Google indexes the most blog posts: over twice the rate of Technorati, and four times more than BlogPulse. It is unknown whether Google has a similar language/national origin distribution as the other services.

For large numbers of  blog results (> 1 million), Google's stated estimates fit the pattern of being completely unreliable. However, by extrapolating from the BlogPulse and Technorati numbers, and confirming versus smaller daily search numbers, a relatively accurate number can be supplied.

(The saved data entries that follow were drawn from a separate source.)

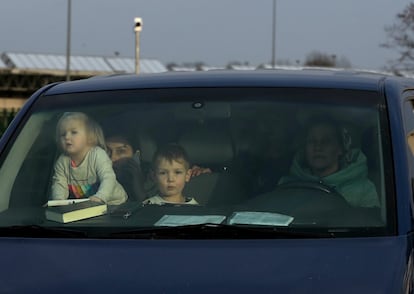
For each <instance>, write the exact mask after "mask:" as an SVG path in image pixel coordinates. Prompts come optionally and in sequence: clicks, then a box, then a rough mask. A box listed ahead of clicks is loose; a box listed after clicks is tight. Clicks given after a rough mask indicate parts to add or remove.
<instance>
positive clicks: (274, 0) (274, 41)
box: [272, 0, 276, 68]
mask: <svg viewBox="0 0 414 294" xmlns="http://www.w3.org/2000/svg"><path fill="white" fill-rule="evenodd" d="M275 66H276V0H273V17H272V68H275Z"/></svg>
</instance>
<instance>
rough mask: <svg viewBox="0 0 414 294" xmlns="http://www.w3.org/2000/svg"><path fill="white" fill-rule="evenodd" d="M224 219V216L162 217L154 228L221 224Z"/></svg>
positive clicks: (169, 215)
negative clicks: (164, 226) (156, 226)
mask: <svg viewBox="0 0 414 294" xmlns="http://www.w3.org/2000/svg"><path fill="white" fill-rule="evenodd" d="M225 219H226V217H225V216H224V215H169V214H167V215H164V216H163V217H162V218H160V219H159V220H158V221H157V222H156V223H155V224H154V226H168V227H175V226H188V225H199V224H221V223H222V222H223V221H224V220H225Z"/></svg>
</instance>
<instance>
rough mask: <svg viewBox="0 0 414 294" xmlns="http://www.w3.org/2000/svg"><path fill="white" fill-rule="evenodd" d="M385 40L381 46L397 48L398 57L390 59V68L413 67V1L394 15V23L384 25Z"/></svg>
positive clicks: (413, 63)
mask: <svg viewBox="0 0 414 294" xmlns="http://www.w3.org/2000/svg"><path fill="white" fill-rule="evenodd" d="M385 32H386V34H387V41H386V42H385V43H383V44H381V46H382V47H385V48H389V49H393V50H397V51H398V54H399V57H398V58H397V59H396V60H390V61H389V66H390V67H391V69H392V70H394V71H396V72H398V71H400V70H413V69H414V3H410V4H408V5H407V7H406V8H405V9H404V10H403V12H401V13H398V14H397V16H396V23H394V24H393V25H390V26H386V27H385Z"/></svg>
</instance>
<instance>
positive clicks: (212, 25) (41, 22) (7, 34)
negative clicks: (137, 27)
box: [0, 0, 410, 69]
mask: <svg viewBox="0 0 414 294" xmlns="http://www.w3.org/2000/svg"><path fill="white" fill-rule="evenodd" d="M273 1H274V0H71V3H72V5H71V26H70V32H71V33H70V36H71V42H70V48H71V49H70V52H71V54H72V55H92V56H114V55H115V54H116V52H118V53H119V56H124V57H134V56H135V33H134V30H133V27H134V18H135V17H141V18H142V21H143V23H142V32H141V33H140V37H139V40H140V58H142V59H145V58H148V59H158V60H160V61H161V62H163V63H164V64H168V63H177V64H183V63H193V62H203V63H205V64H207V65H210V66H225V65H227V64H228V63H229V62H242V63H248V64H251V65H260V64H264V63H270V62H271V60H272V53H273V49H272V48H273V47H272V44H273ZM275 1H276V17H275V20H276V26H275V32H276V33H275V44H276V46H275V52H274V53H275V56H276V61H277V63H286V62H290V63H291V64H295V63H296V62H299V63H303V62H304V60H305V59H306V57H307V56H308V55H309V54H310V53H312V52H315V51H316V52H321V53H324V54H329V55H335V56H337V57H338V58H345V59H347V60H348V61H350V63H351V65H352V67H354V68H362V69H382V68H384V66H386V65H387V62H388V61H390V60H393V59H395V58H396V57H397V56H398V52H396V51H395V50H390V49H385V48H382V47H381V46H380V44H381V43H383V42H385V41H386V33H385V31H384V28H385V26H388V25H392V24H393V23H395V21H396V15H397V13H399V12H402V11H403V10H404V8H405V7H406V6H407V5H408V4H409V3H410V1H408V0H346V1H332V0H312V1H311V0H275ZM68 2H69V0H1V1H0V4H1V6H0V7H1V8H0V53H1V52H21V53H44V54H66V48H67V32H68V26H67V15H68Z"/></svg>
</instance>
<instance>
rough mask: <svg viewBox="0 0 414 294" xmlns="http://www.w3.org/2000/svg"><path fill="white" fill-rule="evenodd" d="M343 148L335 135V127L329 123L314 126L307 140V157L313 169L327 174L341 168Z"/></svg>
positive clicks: (324, 173) (332, 172)
mask: <svg viewBox="0 0 414 294" xmlns="http://www.w3.org/2000/svg"><path fill="white" fill-rule="evenodd" d="M341 154H342V149H341V146H340V143H339V142H338V139H337V138H336V136H335V129H334V128H332V127H330V126H328V125H317V126H314V127H313V128H312V129H311V130H310V132H309V134H308V137H307V141H306V158H307V161H308V164H309V166H310V168H311V169H312V171H313V172H314V173H316V174H317V175H319V176H327V175H330V174H332V173H334V172H336V171H337V170H338V168H339V156H340V155H341Z"/></svg>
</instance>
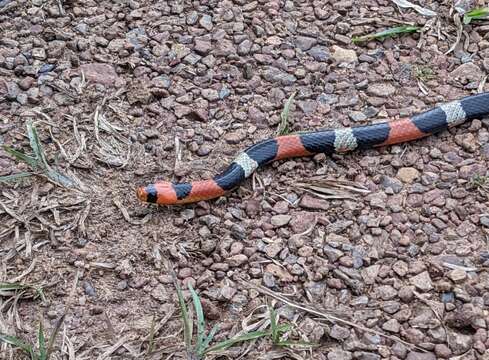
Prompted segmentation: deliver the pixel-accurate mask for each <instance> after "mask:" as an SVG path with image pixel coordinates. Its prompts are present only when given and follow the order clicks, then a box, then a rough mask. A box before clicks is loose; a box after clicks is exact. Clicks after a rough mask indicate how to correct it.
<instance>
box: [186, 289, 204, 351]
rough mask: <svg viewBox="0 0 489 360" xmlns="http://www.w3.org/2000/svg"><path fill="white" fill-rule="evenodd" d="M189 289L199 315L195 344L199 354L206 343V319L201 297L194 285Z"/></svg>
mask: <svg viewBox="0 0 489 360" xmlns="http://www.w3.org/2000/svg"><path fill="white" fill-rule="evenodd" d="M188 288H189V290H190V294H192V301H193V302H194V309H195V313H196V315H197V342H196V344H195V349H196V351H197V352H199V351H200V348H201V347H202V343H203V341H204V331H205V319H204V311H203V310H202V304H201V302H200V299H199V295H197V293H196V292H195V290H194V288H193V287H192V285H191V284H190V283H189V284H188Z"/></svg>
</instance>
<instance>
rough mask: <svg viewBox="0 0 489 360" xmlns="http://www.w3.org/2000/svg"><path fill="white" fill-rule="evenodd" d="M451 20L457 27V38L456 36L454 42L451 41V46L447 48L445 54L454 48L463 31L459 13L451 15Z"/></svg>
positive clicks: (453, 48)
mask: <svg viewBox="0 0 489 360" xmlns="http://www.w3.org/2000/svg"><path fill="white" fill-rule="evenodd" d="M453 22H454V23H455V26H456V27H457V38H456V40H455V42H454V43H453V45H452V47H451V48H450V49H448V51H447V52H446V53H445V55H448V54H450V53H451V52H452V51H454V50H455V49H456V47H457V45H458V44H459V43H460V41H461V40H462V34H463V32H464V27H463V25H462V21H461V20H460V16H459V14H454V15H453Z"/></svg>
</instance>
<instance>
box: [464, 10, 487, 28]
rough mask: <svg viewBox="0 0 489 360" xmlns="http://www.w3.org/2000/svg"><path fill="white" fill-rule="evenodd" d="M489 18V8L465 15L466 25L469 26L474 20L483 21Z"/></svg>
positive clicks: (465, 21) (479, 10)
mask: <svg viewBox="0 0 489 360" xmlns="http://www.w3.org/2000/svg"><path fill="white" fill-rule="evenodd" d="M488 17H489V8H487V7H485V8H478V9H473V10H471V11H468V12H466V13H465V14H464V24H465V25H468V24H470V23H471V22H472V21H473V20H483V19H487V18H488Z"/></svg>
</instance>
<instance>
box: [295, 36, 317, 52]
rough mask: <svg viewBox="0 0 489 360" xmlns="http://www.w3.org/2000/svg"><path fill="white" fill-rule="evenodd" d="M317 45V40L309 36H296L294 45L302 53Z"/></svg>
mask: <svg viewBox="0 0 489 360" xmlns="http://www.w3.org/2000/svg"><path fill="white" fill-rule="evenodd" d="M316 44H317V40H316V39H315V38H312V37H308V36H296V37H295V39H294V45H295V47H296V48H299V49H301V50H302V51H307V50H309V49H310V48H312V47H313V46H314V45H316Z"/></svg>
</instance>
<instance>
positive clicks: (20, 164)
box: [0, 0, 489, 360]
mask: <svg viewBox="0 0 489 360" xmlns="http://www.w3.org/2000/svg"><path fill="white" fill-rule="evenodd" d="M420 3H423V2H420ZM425 3H426V4H424V5H423V6H426V7H429V8H430V9H432V10H434V11H436V12H437V13H438V17H437V18H436V19H434V20H433V19H431V18H429V17H424V16H421V15H420V14H418V13H417V12H416V11H414V10H411V9H402V10H400V9H399V8H398V7H397V6H395V5H394V4H393V2H391V1H387V0H365V1H358V2H355V1H352V0H342V1H328V0H317V1H316V0H314V1H312V0H310V1H301V0H299V1H290V0H289V1H282V0H280V1H279V0H267V1H263V0H259V1H245V0H235V1H226V0H225V1H215V0H195V1H192V2H190V1H154V2H150V1H146V0H143V1H133V0H125V1H112V2H111V1H107V0H100V1H97V2H96V1H92V0H88V1H85V2H80V1H77V0H60V1H59V2H58V1H44V0H0V114H1V117H0V121H1V123H0V143H4V144H8V145H10V146H12V147H14V148H16V149H18V150H22V151H25V152H29V140H28V138H27V137H26V122H27V121H28V120H35V121H37V123H36V126H37V129H38V132H39V137H40V141H41V142H42V144H43V146H44V149H45V152H46V154H47V161H48V162H49V163H50V164H51V165H52V166H53V168H56V169H57V170H58V171H60V172H63V173H64V174H66V176H68V177H70V178H71V179H75V181H76V182H77V183H78V186H79V187H80V189H82V190H81V191H75V190H70V189H67V188H64V187H62V186H58V185H55V184H52V183H51V182H48V181H47V180H46V178H42V177H36V178H30V179H25V180H22V181H18V182H16V183H15V184H8V185H7V184H1V185H0V186H1V190H2V191H1V194H0V221H1V223H2V229H1V230H0V250H1V252H0V255H1V257H2V259H3V261H2V264H3V269H4V271H3V272H2V274H1V275H0V277H1V278H0V280H3V281H6V280H9V281H12V280H16V281H21V282H24V283H30V284H35V285H37V286H41V285H42V286H44V287H45V289H44V292H45V296H46V299H45V300H44V301H42V300H41V299H34V300H33V299H28V298H27V299H25V298H23V297H24V296H21V299H19V300H18V302H17V303H15V302H14V303H12V300H13V297H12V296H5V297H3V298H2V299H3V300H1V301H3V302H1V303H0V304H2V311H1V314H0V331H2V332H6V333H8V334H12V335H14V334H15V335H17V336H19V337H21V338H24V339H31V340H35V337H36V332H37V327H38V323H39V319H40V318H43V319H44V326H45V328H46V329H47V331H48V332H50V331H52V329H53V327H54V326H55V324H56V322H57V321H58V319H59V318H60V317H61V316H62V315H63V314H64V313H65V312H66V317H65V319H64V322H63V325H62V328H61V329H62V330H61V333H60V335H59V336H58V338H57V341H56V352H55V356H57V358H61V357H62V354H61V350H60V349H62V351H63V352H64V355H63V358H70V359H74V357H72V356H71V355H69V351H70V349H71V351H72V352H73V353H76V356H77V357H76V358H82V357H83V356H84V358H90V359H96V358H99V356H100V358H101V359H102V358H104V359H108V358H111V359H127V358H151V357H150V356H143V355H141V354H142V353H145V351H146V349H147V347H148V342H147V341H146V340H147V338H146V340H145V337H147V336H148V334H149V332H150V328H151V322H152V319H153V317H154V318H155V320H156V321H157V322H160V325H161V327H160V328H159V330H158V331H157V333H156V335H155V341H154V349H155V350H157V353H156V354H155V355H154V356H153V358H155V359H156V358H158V359H160V358H168V356H170V355H172V354H173V356H174V357H173V358H184V352H183V341H182V332H181V329H182V324H181V320H180V318H179V317H178V314H179V312H178V306H177V304H178V303H177V298H176V292H175V289H174V286H173V282H172V278H171V276H170V272H169V271H167V266H173V268H174V269H175V272H176V275H177V278H178V279H179V282H180V284H181V285H182V286H184V285H185V284H192V285H193V286H194V287H195V288H196V289H197V291H198V292H199V294H200V296H201V297H202V301H203V305H204V311H205V314H206V316H207V318H208V319H209V320H210V321H211V322H213V323H214V322H215V323H218V324H220V326H221V331H220V332H219V333H218V335H217V339H221V340H222V339H224V338H226V337H229V336H232V335H233V334H235V333H236V332H238V331H239V330H241V329H242V326H245V325H246V324H248V325H249V324H251V323H253V321H254V320H253V319H255V317H256V319H259V320H260V319H261V320H260V321H263V317H264V316H265V315H266V313H265V314H262V312H263V307H260V306H261V305H263V304H266V303H267V302H268V303H269V304H271V303H272V301H271V300H272V298H273V294H275V293H283V294H287V299H289V300H291V301H293V302H294V303H297V304H301V306H304V307H307V308H308V309H316V311H319V313H320V314H323V315H322V316H320V315H318V313H317V312H316V313H311V312H305V311H303V310H300V309H297V308H294V307H293V306H290V304H289V305H286V304H285V303H284V302H282V301H277V302H276V304H275V306H276V308H277V309H278V311H279V313H280V316H281V319H283V320H284V321H287V322H289V323H294V324H295V330H294V331H293V332H292V333H291V334H290V335H291V337H293V338H297V337H298V336H300V337H301V338H302V339H303V340H308V341H312V342H315V343H317V344H318V345H319V346H318V347H316V348H314V349H313V350H312V351H311V352H306V351H302V350H288V349H280V348H277V347H273V346H272V345H271V343H270V341H269V340H266V339H262V340H259V341H257V342H256V343H245V344H243V345H242V346H237V347H235V348H232V349H231V350H230V351H228V352H227V355H228V358H236V357H237V356H238V355H239V354H240V353H243V352H244V351H245V350H247V351H248V353H247V355H246V356H245V357H244V358H247V359H263V358H264V355H263V354H265V353H266V354H267V356H268V357H267V358H270V359H272V358H297V359H301V358H313V359H330V360H333V359H334V360H340V359H343V360H348V359H365V360H367V359H368V360H371V359H374V360H375V359H381V358H388V359H409V360H414V359H436V358H441V359H448V358H451V359H455V358H456V359H489V357H488V353H489V351H488V349H489V337H488V334H487V326H488V325H489V312H488V305H489V296H488V294H489V292H488V290H489V273H488V271H487V266H488V264H489V263H488V261H489V252H488V250H489V249H488V241H489V201H488V198H489V172H488V170H487V169H488V166H489V122H488V120H487V119H486V120H483V119H481V120H475V121H473V122H472V123H471V124H465V125H462V126H460V127H458V128H456V129H452V130H450V131H447V132H444V133H442V134H440V135H437V136H433V137H430V138H426V139H423V140H421V141H417V142H413V143H409V144H402V145H399V146H392V147H389V148H385V149H378V150H369V151H363V152H357V153H354V154H348V155H342V156H333V157H332V158H329V157H325V156H323V155H317V156H315V157H314V158H310V159H294V160H290V161H281V162H277V163H275V164H273V165H272V166H269V167H267V168H266V169H263V170H260V171H259V172H258V173H257V175H256V177H255V178H254V179H253V180H250V181H248V182H246V183H245V184H244V185H243V186H242V187H241V188H240V189H239V190H238V191H235V192H233V193H231V194H229V195H228V196H226V197H224V198H221V199H219V200H217V201H211V202H206V203H200V204H197V205H191V206H187V207H174V208H155V207H148V206H145V205H142V204H139V203H138V202H137V200H136V197H135V193H134V190H135V188H136V187H137V186H139V185H142V184H145V183H149V182H153V181H154V180H155V179H172V180H177V181H178V180H192V179H200V178H203V177H208V176H212V175H213V174H215V173H216V172H217V171H219V170H221V169H223V168H224V167H225V166H226V164H228V163H229V161H231V160H232V158H233V157H234V155H236V154H237V153H238V152H239V151H240V150H241V149H243V148H244V147H246V146H248V145H251V144H253V143H254V142H256V141H258V140H261V139H264V138H267V137H269V136H273V135H274V134H275V131H276V128H277V125H278V124H279V122H280V113H281V111H282V109H283V106H284V104H285V102H286V101H287V99H288V98H289V96H291V94H292V93H294V92H296V97H295V100H294V102H293V105H292V107H291V112H290V128H291V131H302V130H310V129H314V128H319V127H338V126H352V125H359V124H367V123H371V122H375V121H385V120H386V119H391V118H396V117H402V116H408V115H410V114H413V113H415V112H418V111H422V110H426V109H428V108H430V107H432V106H434V105H435V104H436V103H438V102H442V101H447V100H451V99H456V98H459V97H461V96H465V95H469V94H473V93H476V92H477V91H478V90H479V91H481V90H484V89H485V90H486V91H487V90H489V89H488V87H487V86H485V77H486V74H487V71H489V60H488V59H489V26H488V25H487V23H484V22H478V23H473V24H470V25H467V26H465V27H464V32H463V33H462V38H461V41H460V42H459V43H458V45H457V46H456V47H455V48H451V47H452V45H453V44H454V43H455V42H456V38H457V27H456V26H455V24H454V18H453V13H451V12H450V11H451V9H450V8H449V6H447V5H440V4H441V3H448V2H431V1H428V2H425ZM450 3H451V2H450ZM457 3H461V2H460V1H457ZM464 3H467V2H466V1H465V2H464ZM469 3H470V2H469ZM482 3H483V1H479V5H481V4H482ZM462 5H464V6H467V5H466V4H462ZM462 5H461V6H462ZM475 5H477V4H476V2H475V1H473V2H472V3H471V4H469V6H475ZM404 23H410V24H419V25H420V26H423V25H426V26H427V27H429V28H430V29H426V30H427V31H426V32H425V33H423V35H420V34H409V35H406V36H402V37H399V38H388V39H385V40H383V41H372V42H368V43H364V44H358V45H354V44H352V43H351V38H352V36H358V35H361V34H366V33H370V32H374V31H378V30H383V29H385V28H387V27H392V26H398V25H399V24H404ZM449 50H451V51H450V52H449ZM26 170H27V167H26V166H25V165H23V164H20V163H18V162H16V161H15V160H14V159H13V158H12V157H10V156H8V155H7V154H6V153H5V152H0V175H11V174H15V173H18V172H22V171H26ZM325 178H327V179H332V180H334V181H333V182H330V185H322V186H325V187H326V188H328V189H330V190H331V186H333V185H331V184H334V183H339V182H340V181H349V182H351V183H352V184H355V186H356V187H357V188H359V189H360V188H361V189H367V190H368V192H360V193H357V192H349V195H348V196H347V197H344V196H339V198H338V199H324V198H321V197H319V196H318V195H317V194H314V193H312V192H310V191H305V190H303V189H302V190H301V189H299V188H298V187H297V185H296V184H295V183H296V182H297V181H304V182H310V183H315V184H321V180H318V179H325ZM334 191H336V190H334ZM3 224H6V226H5V225H3ZM169 264H170V265H169ZM247 282H248V284H247ZM249 282H251V283H253V284H255V285H261V286H263V287H264V288H265V289H268V290H269V291H273V293H271V294H270V293H268V295H267V294H266V293H267V292H266V291H265V290H259V289H258V290H256V289H254V288H253V287H251V286H250V285H249ZM185 295H186V296H187V297H188V296H189V294H188V292H185ZM260 314H261V317H260ZM331 314H333V315H334V316H335V317H337V318H339V320H337V321H330V320H331V318H330V316H331ZM256 319H255V320H256ZM328 319H329V320H328ZM256 321H258V320H256ZM250 326H251V325H250ZM369 329H370V330H373V331H374V332H370V331H368V330H369ZM384 335H386V336H384ZM396 339H399V340H396ZM0 349H1V351H2V354H6V355H0V357H2V358H13V359H20V358H21V357H20V353H19V352H12V350H11V349H10V348H7V347H6V346H4V345H2V347H1V348H0ZM264 351H266V352H264ZM138 354H139V355H138ZM3 356H5V357H3Z"/></svg>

It is unnecessary to tell which is the most accurate count. For search terms which draw between 100 and 1000 blog posts a day, all of the services statistically correlate to each other. The variance could likely be refined (though I have nothing to compare it to) with more data, and more segmentation. With more data we could draw sharper conclusions in this area.

I assume most of the threes vendors have run their own internal analyses comparing their metrics with their competitors'. We should all be curious what they found.

The key differentiator  in choosing a blog buzz measurement tool is the openness of the querying interface. At the moment, the advantage goes to Google due to the openness of their data. (I am unsure whether BuzzMetrics would grant the same visibility into the historical data for independent researchers.) If Google could improve its numbers and its analytical tools (no doubt it is working on such a thing), it could well provide formidable competition to BlogPulse.


Update, November 14: I spoke to Max Kalehoff, the VP of Marketing at BlogPulse a month ago, after I wrote this (I spent the rest of the month finishing up the TimesSelect series). Max confirmed for me that their technology is set up in such a way that they only have access to the last 180 days worth of data (he didn't know whether the prior data was buried in Iron Mountain somewhere). Also, he stressed that BlogPulse takes care to filter their spam blogs out of their list, and they primarily cover English-language blogs. (note: Kalehoff has since left BlogPulse).

Further study needs to be done to understand whether Google's 4:1 advantage is due purely to spam and foreign-language blogs.